Forum für Wissenschaft, Industrie und Wirtschaft

Hauptsponsoren:     3M 
Datenbankrecherche:

 

Zukunft des E-Learning: Virtuelle Labor-Experimente übers Web steuern

15.02.2008
Übers Internet von überall aus Computer gesteuerte Experimente durchführen - mit dieser Herausforderung hat sich ein zweitägiger Workshop des Hasso-Plattner-Instituts für Softwaresystemtechnik (HPI) beschäftigt.

Rund 30 Wissenschaftler aus acht europäischen Ländern waren dazu am HPI in Potsdam zusammen gekommen.

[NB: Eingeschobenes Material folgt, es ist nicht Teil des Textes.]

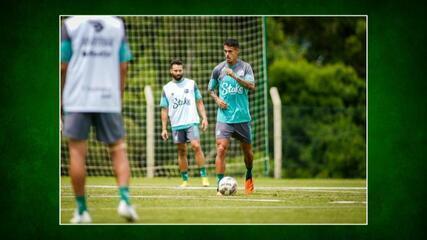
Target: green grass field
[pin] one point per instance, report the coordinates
(161, 201)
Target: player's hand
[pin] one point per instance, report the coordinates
(221, 103)
(229, 72)
(204, 124)
(165, 135)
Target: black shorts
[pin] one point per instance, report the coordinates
(241, 131)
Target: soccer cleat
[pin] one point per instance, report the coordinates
(218, 193)
(81, 218)
(205, 182)
(249, 186)
(184, 184)
(127, 211)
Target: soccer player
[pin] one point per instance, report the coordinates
(180, 101)
(233, 78)
(94, 56)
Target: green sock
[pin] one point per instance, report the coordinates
(248, 173)
(219, 176)
(81, 203)
(203, 172)
(184, 175)
(124, 194)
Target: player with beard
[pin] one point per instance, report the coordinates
(182, 102)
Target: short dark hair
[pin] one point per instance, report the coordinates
(175, 61)
(231, 42)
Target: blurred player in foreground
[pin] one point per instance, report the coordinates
(94, 56)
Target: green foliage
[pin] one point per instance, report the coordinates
(324, 102)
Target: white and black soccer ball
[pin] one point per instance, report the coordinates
(227, 186)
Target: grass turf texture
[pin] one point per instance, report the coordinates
(161, 201)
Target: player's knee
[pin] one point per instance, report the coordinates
(182, 151)
(221, 149)
(196, 147)
(119, 146)
(249, 155)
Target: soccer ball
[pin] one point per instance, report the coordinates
(227, 186)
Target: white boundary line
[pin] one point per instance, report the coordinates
(213, 188)
(367, 93)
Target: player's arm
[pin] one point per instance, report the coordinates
(64, 67)
(66, 53)
(213, 85)
(164, 104)
(123, 76)
(164, 116)
(202, 112)
(201, 108)
(125, 56)
(248, 84)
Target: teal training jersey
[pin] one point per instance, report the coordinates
(235, 95)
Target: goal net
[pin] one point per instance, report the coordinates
(198, 41)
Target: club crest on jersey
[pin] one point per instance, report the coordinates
(180, 102)
(228, 88)
(97, 25)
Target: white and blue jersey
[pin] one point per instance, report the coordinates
(93, 47)
(180, 98)
(235, 95)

Es war im Rahmen des Leonardo-da-Vinci-Programms der Europäischen Union der zweite internationale Workshop, der sich mit der Bedeutung virtueller und verteilter Versuchslabore fürs E-Learning beschäftigte. Das Programm baut in der Europäischen Union transnationale Netze für Fachwissen und Wissenstransfer auf. Dazu gehört auch die Entwicklung von Lernplattformen für Experimente.

"Im Vordergrund stand, wie mit Hilfe realer oder simulierter physikalischer Experimentieraufbauten erlerntes Wissen an konkreten Problemstellungen vertieft werden kann", berichteten die Workshop-Organisatoren Andreas Rasche und Bernhard Rabe vom HPI-Fachgebiet "Betriebssysteme und Middleware". Die eingesetzten Labore können aus der Ferne übers Internet gesteuert werden oder sind in spezielle Lernsoftware integriert.

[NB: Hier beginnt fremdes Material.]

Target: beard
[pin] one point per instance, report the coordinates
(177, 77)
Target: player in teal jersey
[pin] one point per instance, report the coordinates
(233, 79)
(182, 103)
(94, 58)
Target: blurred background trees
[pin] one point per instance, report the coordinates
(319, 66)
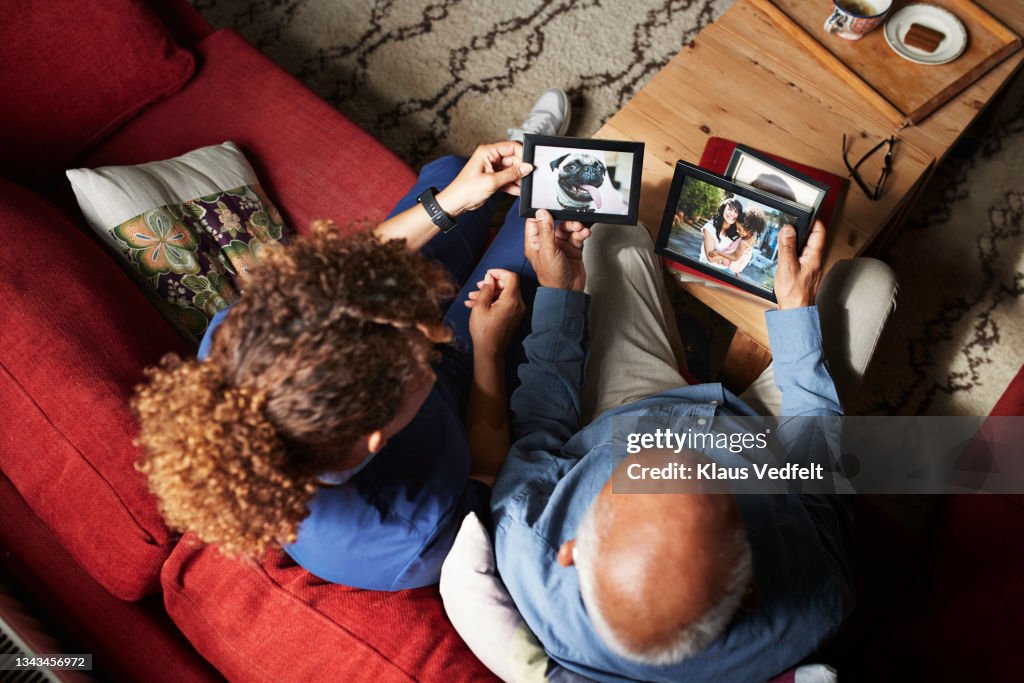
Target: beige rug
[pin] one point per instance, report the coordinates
(432, 77)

Die Workshop-Teilnehmer bekamen Beispiele aus der Elektrotechnik vorgeführt, wo an elektronischen Schaltungen experimentiert werden kann, indem etwa Spannungs- oder andere Strom-Parameter übers Internet eingestellt und Ausgaben über ein Oszilloskop angezeigt werden. Ein anderes Beispiel war die Programmierung eingebetteter Rechnersysteme, die komplexe physikalische Prozesse steuern. Hier demonstrierten die HPI-Wissenschaftler ein Hau-den-Lukas-Experiment und das Modell einer industriellen Fertigungsstraße. Beide werden in der Studentenausbildung eingesetzt.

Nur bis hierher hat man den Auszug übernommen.